For Oosthuizen, seven birdies would have given him as much heart as the solitary bogey irritated him. In the end, the 66 was two strokes better than the 68 he opened with in 2012 when Bubba Watson broke his heart with that play-off shot.
With memories of that no doubt still in his calculations, he knows as well as anyone what is coming. “I just need a decent, solid round tomorrow,” Oosthuizen said. “Not play yourself out of it and stay in touch with everyone. This golf course, you win it on the back nine on Sunday. We’ve seen over the years anything can happen on the back nine.”
Oosthuizen opened his round with a quick birdie on the first after sinking a 24-foot putt. He appeared frustrated after his second shot, but quickly smiled after seeing the ball drop in the hole. This set the pace for his round as Oosthuizen began to get hot with his putter.
The 2010 Open champion was tied for second with Billy Horschel in putts made over 20-feet with three. Oosthuizen nearly aced the 240-yard par-three fourth after landing the ball within a foot of the pin. He tapped in for birdie.
The 19th-ranked golfer in the world made four birdies on the front nine and carded a clean back nine with birdies on holes 12, 13 and 15.

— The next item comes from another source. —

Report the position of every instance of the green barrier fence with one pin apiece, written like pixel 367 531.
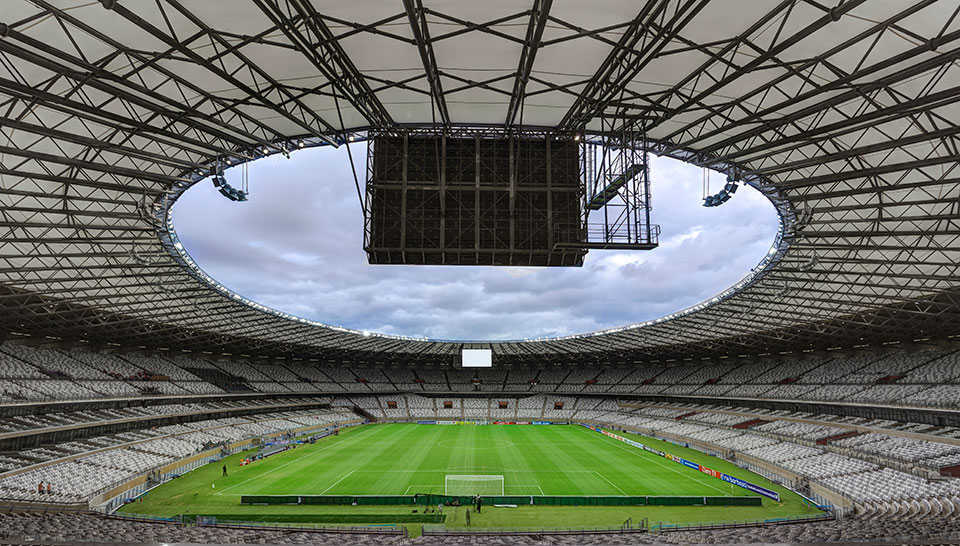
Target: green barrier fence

Harding’s back nine came agonisingly close to being clean too, but for bogey in 10 caused by a fluffed bunker shot, and a woeful tee shot on 18. Even after that, he nearly saved par on 18, which would have vaulted him into a share of the lead.
Nonetheless, his performance keeps the commentators struggling to find anything accurate to say about him. (Samples: ‘He comes from West Somerset.’ ‘He wasn’t in Zambia this week to defend his title there.’)

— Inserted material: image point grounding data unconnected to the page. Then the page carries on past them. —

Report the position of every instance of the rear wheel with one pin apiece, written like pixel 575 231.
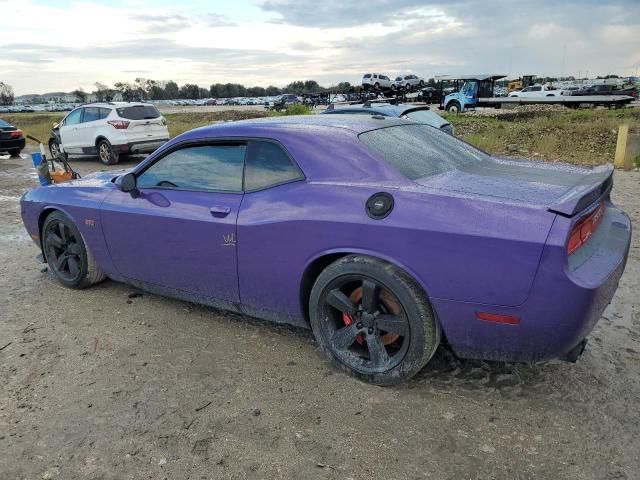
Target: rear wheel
pixel 66 253
pixel 107 154
pixel 373 320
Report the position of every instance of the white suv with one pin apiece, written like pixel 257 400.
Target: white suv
pixel 407 82
pixel 109 130
pixel 376 80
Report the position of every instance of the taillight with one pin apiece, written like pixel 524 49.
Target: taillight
pixel 583 230
pixel 118 124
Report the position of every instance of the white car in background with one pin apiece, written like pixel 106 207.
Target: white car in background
pixel 376 80
pixel 407 81
pixel 534 91
pixel 109 130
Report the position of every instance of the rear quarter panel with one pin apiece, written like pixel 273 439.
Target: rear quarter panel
pixel 457 249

And his approach to being on the stage at all is refreshing. “Look, it still gives me the giggles just being here,” said Harding. “I’ve got a couple of friends out here, family is out watching, as well. We’re just having a nice time and enjoying the birdies.”
If he makes four in a row on the back nine on Sunday, as he did in the second round, there will be some nervous giggles from a lot of the other contenders.